Le championnat rassemble dix-huit épreuves du calendrier IMOCA, disputées en solitaire, en double ou en équipage. Parmi elles figurent notamment la Vendée Arctique - Les Sables d'Olonne, la Route du Rhum, la Transat Café L'Or, la New York Vendée - Les Sables d'Olonne ou encore le Vendée Globe. À chaque course, les skippers marquent des points selon leur résultat et l'importance de l'épreuve : une victoire sur un tour du monde ou une grande transat rapporte davantage qu'une course plus courte. Le barème tient aussi compte du format — solitaire, double ou équipage — mais toutes les épreuves comptent dans la construction d'une campagne.
Une seule course ne suffit plus
Pour être officiellement qualifié, deux conditions devront être réunies. La première est de figurer parmi les 37 premiers du classement final de l'IMOCA Globe Series. Le classement récompense la régularité plus que la simple participation.
Pour établir le classement final, seules les neuf meilleures performances réalisées sur les principales courses du championnat (grades 1, 2 et 3) sont retenues. Les contre-performances ou les abandons peuvent donc être écartés, ce qui évite qu'une casse matérielle ou un incident de parcours ne compromette définitivement une campagne de qualification.
Ce mode de calcul offre également davantage de flexibilité aux équipes. Un skipper contraint de manquer une course en raison d'un problème de santé, d'un chantier technique sur son IMOCA ou d'un événement personnel pourra encore rester dans la course à la qualification grâce aux résultats obtenus sur les autres épreuves.
Prouver sa capacité à naviguer seul
Figurer parmi les 37 premiers ne suffit toutefois pas. Chaque skipper devra également terminer au moins une course en solitaire de grade 2 d'ici à 2028, sur le bateau avec lequel il prendra le départ du Vendée Globe. Cette condition peut notamment être remplie à l'occasion de la Vendée Arctique - Les Sables d'Olonne, de Retour à La Base, de la Transat CIC, de la New York Vendée - Les Sables d'Olonne et de la Route du Rhum . Cette course devra en outre être terminée dans un temps inférieur au double de celui du vainqueur.
L'objectif est clair : s'assurer que tous les candidats possèdent une véritable expérience récente de la navigation océanique en solitaire sur leur IMOCA. Le Vendée Globe reste avant tout une aventure extrême où le skipper doit pouvoir affronter seul les océans pendant près de trois mois. Il n'était donc pas envisageable qu'un marin découvre véritablement son bateau en solitaire au moment du départ.

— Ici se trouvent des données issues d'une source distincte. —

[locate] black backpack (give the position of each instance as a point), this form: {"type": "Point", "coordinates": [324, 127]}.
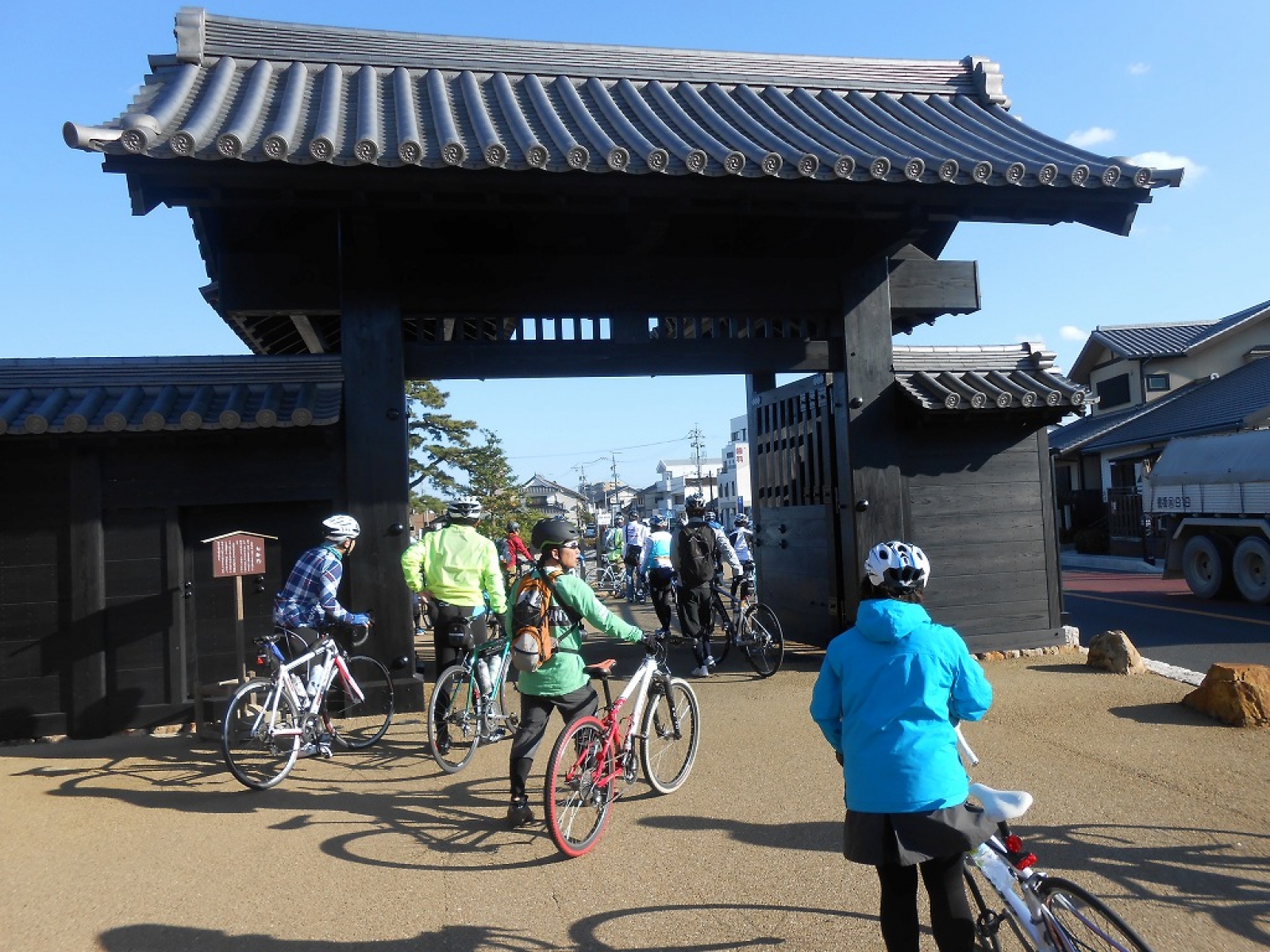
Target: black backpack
{"type": "Point", "coordinates": [696, 555]}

Jusqu'à 40 skippers au départ
Comme en 2024, la flotte sera limitée à 40 IMOCA. Trente-sept places seront attribuées selon le système de qualification. Les trois dernières pourront l'être sous forme de wild cards. Ces invitations, laissées à l'appréciation de l'organisation, permettront de compléter la flotte jusqu'à un maximum de quarante participants, tout en préservant la diversité des profils, des nationalités ou des parcours représentés sur la ligne de départ.
Une aventure qui commence bien avant le départ
Le Vendée Globe reste le tour du monde le plus exigeant de la voile. Mais l'aventure débute bien avant que les amarres ne soient larguées aux Sables d'Olonne. Ces deux prochaines années, chaque départ, chaque classement et chaque point marqué pèseront dans la construction du plateau final.

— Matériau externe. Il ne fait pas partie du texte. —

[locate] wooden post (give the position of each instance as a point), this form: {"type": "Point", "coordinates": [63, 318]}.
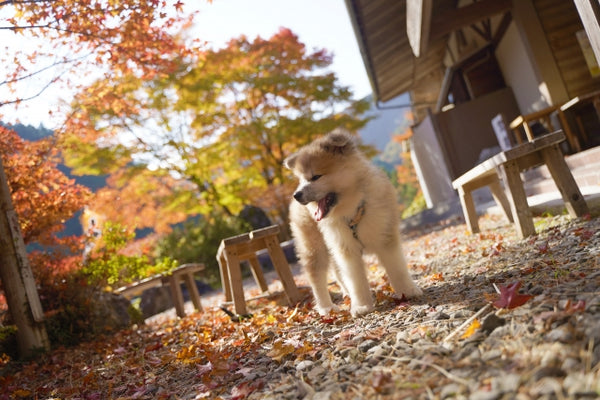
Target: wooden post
{"type": "Point", "coordinates": [17, 279]}
{"type": "Point", "coordinates": [589, 12]}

Les skippers devront trouver le bon équilibre entre performance, gestion des risques et développement de leur projet. Car il ne s'agit plus seulement de terminer des courses : il faut être capable de trouver son bateau et de le faire progresser, ses sponsors, de constituer son équipe, d'enchaîner les résultats,et d'arriver en novembre 2028 avec un projet fiable, un marin expérimenté... et une qualification en poche. Avant de défier les océans du globe, encore faut-il gagner sa place. La route vers le Vendée Globe 2028 est déjà ouverte!